5. Il ressort des pièces du dossier que Mme B... souffre d'une pathologie rare, diagnostiquée en France, qui nécessite un traitement médical, un régime alimentaire strict et la coordination de plusieurs spécialistes (gastro-entérologues, pneumologues, nutritionnistes, chirurgiens). Elle bénéficie à ce titre d'une injection par voie intramusculaire toutes les quatre semaines de Sandostatine LP, médicament sous sa forme dite " retard " d'analogue de la somatostatine, au sein du service d'hépato-gastroentérologie du centre hospitalier universitaire de Rouen qui coordonne sa prise en charge. Il ressort des pièces du dossier et, notamment, des certificats médicaux en date des 3 septembre 2020, 4, 8 janvier et 15 décembre 2021 du praticien hospitalier qui la suit que cette forme " retard " de la somatostatine n'est pas disponible en Géorgie et que le traitement et son administration par voie intramusculaire dont la nécessité n'est pas contestée dans sa situation, ne doit pas être substitué. Si le préfet de la Seine-Maritime fait valoir comme en première instance que le médicament SANDOSTATINE LP 30mg est également commercialisé sous le nom de C..., lequel figure sur une liste qu'il indique émaner de l'agence de régulation des activités médicales et pharmaceutiques de Géorgie placée sous le contrôle du ministère du travail, de la santé et des affaires sociales de ce pays, il se borne à produire des copies d'écran et à renvoyer sur des sites internet géorgiens qui ne permettent pas de justifier qu'à la date de l'arrêté contesté, le médicament sous sa forme " retard " injectable par voie intramusculaire était bien disponible en Géorgie, alors que l'intéressée a fourni une attestation d'un laboratoire attestant qu'il ne l'était pas en 2020 et une réponse de la même agence de régulation qui indique que le produit " sous la dénomination LP " n'est pas enregistré sur le marché. Ainsi, Mme B... justifie suffisamment qu'elle ne pourrait bénéficier d'un traitement approprié dans son pays d'origine, dont le défaut pourrait avoir pour elle des conséquences d'une exceptionnelle gravité. Il suit de là que le préfet de la Seine-Maritime n'est pas fondé à soutenir que c'est à tort que, par le jugement attaqué, le tribunal administratif de Rouen a annulé son arrêté du 4 décembre 2020 pour méconnaissance des dispositions citées au point 2.

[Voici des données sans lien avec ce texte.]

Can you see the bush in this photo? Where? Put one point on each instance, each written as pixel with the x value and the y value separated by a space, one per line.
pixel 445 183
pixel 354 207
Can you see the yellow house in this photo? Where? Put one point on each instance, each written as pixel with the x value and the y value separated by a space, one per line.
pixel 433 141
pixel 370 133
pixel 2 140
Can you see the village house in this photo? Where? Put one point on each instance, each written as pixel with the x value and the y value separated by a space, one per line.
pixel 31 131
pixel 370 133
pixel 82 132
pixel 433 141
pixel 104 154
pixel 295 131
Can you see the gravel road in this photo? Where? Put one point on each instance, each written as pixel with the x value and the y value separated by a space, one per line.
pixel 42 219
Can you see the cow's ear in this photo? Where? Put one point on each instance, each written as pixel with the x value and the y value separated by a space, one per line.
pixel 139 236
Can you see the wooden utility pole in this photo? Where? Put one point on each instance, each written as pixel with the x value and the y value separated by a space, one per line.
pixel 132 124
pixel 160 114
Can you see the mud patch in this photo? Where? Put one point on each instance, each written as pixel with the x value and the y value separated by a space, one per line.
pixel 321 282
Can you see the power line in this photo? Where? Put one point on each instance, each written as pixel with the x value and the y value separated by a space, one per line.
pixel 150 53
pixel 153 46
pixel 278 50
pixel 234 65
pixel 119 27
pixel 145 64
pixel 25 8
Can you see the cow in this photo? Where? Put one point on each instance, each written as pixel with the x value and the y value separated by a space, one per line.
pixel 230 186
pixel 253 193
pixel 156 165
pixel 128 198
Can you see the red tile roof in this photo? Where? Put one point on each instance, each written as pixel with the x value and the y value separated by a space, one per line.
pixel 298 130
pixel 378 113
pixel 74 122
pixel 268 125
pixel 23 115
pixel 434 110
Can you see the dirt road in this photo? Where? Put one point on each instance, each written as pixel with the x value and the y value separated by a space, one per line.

6. Mme B... a obtenu le maintien du bénéfice de l'aide juridictionnelle. Par suite, son avocate peut se prévaloir des dispositions des articles L. 761-1 du code de justice administrative et 37 de la loi du 10 juillet 1991. Il y a lieu, dans les circonstances de l'espèce, et sous réserve que Me Cécile Madeline renonce à percevoir la somme correspondant à la part contributive de l'État, de mettre à la charge de l'Etat le versement à Me Cecile Madeline d'une somme de 1 000 euros.
DÉCIDE :
Article 1er : La requête du préfet de la Seine-Maritime est rejetée.
Article 2 : L'Etat versera à Me Cécile Madeline une somme de 1 000 euros sur le fondement des dispositions combinées de l'article L. 761-1 du code de justice administrative et de l'article 37 alinéa 2 de la loi du 10 juillet 1991, sous réserve que Me Cécile Madeline renonce à percevoir la somme correspondant à la part contributive de l'État.
Article 3 : Le présent arrêt sera notifié au ministre de l'intérieur, au préfet de la Seine-Maritime, à Mme A... B... et à Me Cécile Madeleine.